The first ionization enthalpy of boron (Z = 5) is slightly less than that of beryllium (Z = 4) even though the former has a greater nuclear charge. It is because, s-electron is attracted to the nucleus more than a p-electron. In beryllium, the electron removed during the ionization is an s-electron whereas the electron removed during ionization of boron is a p-electron. The penetration of a 2s-electron to the nucleus is more than that of a 2p-electron; hence the 2p electron of boron is more shielded from the nucleus by the inner core of electrons than the 2s electrons of beryllium. Therefore, it is easier to remove the 2p-electron from boron Compared to the removal of a 2s-electron from beryllium.

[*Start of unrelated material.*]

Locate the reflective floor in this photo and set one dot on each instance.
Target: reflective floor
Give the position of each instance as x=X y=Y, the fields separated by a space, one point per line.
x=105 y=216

Thus, boron has a smaller first ionization enthalpy than beryllium. Another “anomaly” is the smaller first ionization enthalpy of oxygen compared to nitrogen. This arises because in the nitrogen atom, three 2p-electrons reside in different atomic orbitals (Hund’s rule) whereas, in the oxygen atom, two of the four 2p-electrons must occupy the same 2p-orbital resulting in an increased electron-electron repulsion. Consequently, it is easier to remove the fourth 2p-electron from oxygen than it is, to remove one of the three 2p-electrons from nitrogen.
4. Electron Gain Enthalpy :
When an electron is added to a neutral gaseous atom (X) to convert it into a negative ion, the enthalpy change accom-panying the process is defined as the Electron Gain Enthalpy (∆eg H).
5. Electronegativity:
A qualitative measure of the ability of an atom in a chemical compound to attract shared electrons to itself is called electronegativity. Unlike ionization enthalpy and electron gain enthalpy, it is not a measurable quantity. However, a number of numerical scales of electronegativity of elements viz., Pauling scale, Mulliken-Jaffe scale, Allred-Rochow scale have been developed.
Trends In Chemical Properties
1. Oxidation State :
The atomic property, valency is better explained in terms of oxidation state. It is the charge which an atom of element has or appears to have when present in the combined state. Electronegative elements generally acquire negative oxidation states while electropositive elements acquire positive oxidation states.
2. Anomalous properties of second-period elements:
The first element of each group in s and p block differs in many respects from the remaining members of the respective groups. This is due to their small size, high charge/ radius ratio, high electronegativity and availability of less valence orbitals. The first member has only 4 valence orbitals (2s, 2p) whereas the second member of the same group will have nine valence orbitals (3s, 3p, 3d) for bonding. B can form only (BF4)– while Al forms (AlF6)3-
In group 1 only Li forms covalent compounds and in many respects, Li resembles Mg of group 2. Similarly, Be resembles Al of group 13. This type of similarity in properties is known as diagonal relationship.
Chemical Reactivity
Across a period ionisation enthalpy increases and electron gain enthalpy becomes more negative. Thus elements at the extreme left show lower ionisation enthalpies (more electropositive nature) and those at the right (excluding nobel gases) show larger negative electron gain enthalpies (more electronegative). Therefore high chemical reactivity is found with elements at the two extremes compared to those at the centre. Electropositivity leads to metallic behaviour and electronegativity leads to non-metallic behaviour.